Trotz bzw. wohl eher wegen der marktdirigistischen Eingriffe der Bundesregierung hat der Preis für ein Liter Diesel in Deutschland ein Allzeithoch erreicht. Angesichts der sich weiter zuspitzenden Spritkrise nimmt die Diskussion über ein generelles Tempolimit auf deutschen Autobahnen an Fahrt auf.
Auch die Ökonomin Veronika Grimm („Wirtschaftsweise“/Uni Nürnberg) unterstützt entsprechende Forderungen des ökosozialistischen Komplexes. Die bisherigen Maßnahmen der Regierung hält sie für verfehlt.

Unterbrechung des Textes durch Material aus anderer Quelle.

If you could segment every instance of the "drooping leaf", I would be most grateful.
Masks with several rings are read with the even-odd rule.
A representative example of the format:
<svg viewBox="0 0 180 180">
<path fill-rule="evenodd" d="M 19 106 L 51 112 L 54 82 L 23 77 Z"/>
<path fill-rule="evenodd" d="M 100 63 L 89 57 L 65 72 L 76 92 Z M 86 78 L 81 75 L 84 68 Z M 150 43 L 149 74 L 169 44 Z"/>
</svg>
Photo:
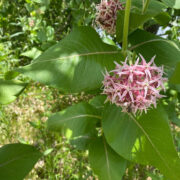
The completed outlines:
<svg viewBox="0 0 180 180">
<path fill-rule="evenodd" d="M 164 4 L 166 4 L 168 7 L 174 8 L 174 9 L 180 9 L 180 1 L 179 0 L 162 0 Z"/>
<path fill-rule="evenodd" d="M 180 179 L 180 159 L 175 150 L 168 117 L 161 106 L 138 120 L 107 105 L 103 130 L 108 144 L 122 157 L 153 165 L 171 180 Z"/>
<path fill-rule="evenodd" d="M 25 86 L 25 83 L 19 81 L 0 79 L 0 104 L 8 104 L 14 101 Z"/>
<path fill-rule="evenodd" d="M 139 26 L 144 24 L 148 19 L 157 16 L 164 9 L 163 4 L 158 1 L 150 1 L 149 8 L 145 14 L 142 14 L 142 1 L 134 1 L 130 13 L 129 34 L 135 31 Z M 117 15 L 116 35 L 119 42 L 123 38 L 125 10 L 121 10 Z"/>
<path fill-rule="evenodd" d="M 70 129 L 72 137 L 89 134 L 101 119 L 97 110 L 88 103 L 79 103 L 49 117 L 47 127 L 51 131 Z"/>
<path fill-rule="evenodd" d="M 180 63 L 177 64 L 176 69 L 170 79 L 173 84 L 180 84 Z"/>
<path fill-rule="evenodd" d="M 90 91 L 101 87 L 105 67 L 113 69 L 120 57 L 116 47 L 103 43 L 94 29 L 79 27 L 18 71 L 63 92 Z"/>
<path fill-rule="evenodd" d="M 24 179 L 40 157 L 41 153 L 30 145 L 8 144 L 1 147 L 0 179 Z"/>
<path fill-rule="evenodd" d="M 125 173 L 127 161 L 107 144 L 105 138 L 92 141 L 89 148 L 89 159 L 99 180 L 120 180 Z"/>
<path fill-rule="evenodd" d="M 175 66 L 180 62 L 180 49 L 170 40 L 163 39 L 143 30 L 136 30 L 129 36 L 130 50 L 142 54 L 147 60 L 156 55 L 157 65 Z"/>
</svg>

Fest steht: Die 12-Uhr-Regel für Spritpreiserhöhungen (1x täglich) ist bislang völlig verpufft, die Benzin- und Dieselpreise erreichen trotz nur moderat steigender Ölpreise immer neue astronomische Höhen.
„Ein kluges Signal“
Angesichts der stark gestiegenen Spritpreise ist Grimm offen für ein Tempolimit. „Das wäre kein Schaden – vielleicht sogar ein kluges Signal, damit die Menschen die Situation ernst nehmen“, sagte die Wirtschaftsweise der „Rheinischen Post“ (Düsseldorf) .Grimm, Mitglied im Sachverständigenrat zur Begutachtung der gesamtwirtschaftlichen Entwicklung, hält die bisherigen Maßnahmen für wenig wirksam und plädiert für noch mehr Ökosozialismus: „Die Regierung muss die Preise wirken lassen, damit die Energie-Nachfrage sinkt.“ Sie verwies auf „Länder des globalen Südens“. Dort würden „einschneidende Maßnahmen umgesetzt wie Homeoffice-Pflicht und Einschränkung der Fahrzeugnutzung“, sagte sie. „Je mehr wir verbrauchen, desto schlimmer trifft es letztlich diese Länder“, betonte Grimm.
Öko-Lobby wittert Morgenluft
Auch „Grüne“, SPD und Umweltverbände fordern immer lauter ein generelles Tempolimit! Die linksgrüne Deutsche Umwelthilfe hat errechnet, dass man so angeblich bis zu 4,7 Milliarden Liter Benzin und Diesel jährlich einsparen könne.
„Grünen“-Chef Felix Banaszak sagte dem „Spiegel“: „Ein befristetes Tempolimit reduziert sofort den Spritverbrauch, dämpft so die Preise und hilft solidarisch und unkompliziert allen, die im Beruf auf das Auto angewiesen sind.“
Das tatsächliche ideologische Kampfziel lässt sich aus einer gemeinsamen Erklärung des einschlägigen NGO-Komplexes, darunter allseits bekannte Organisationen wie BUND, Greenpeace, Nabu und Campact, herauslesen: „Die aktuellen geopolitischen Verwerfungen und explodierenden Energiepreise zeigen erneut, wie verwundbar ein fossil geprägtes System ist. Wer jetzt noch an Öl und Gas festhält, spielt mit der wirtschaftlichen und sozialen Stabilität dieses Landes.“
Im Klartext: Verbrenner-Verbot und noch mehr Windrad-Monster!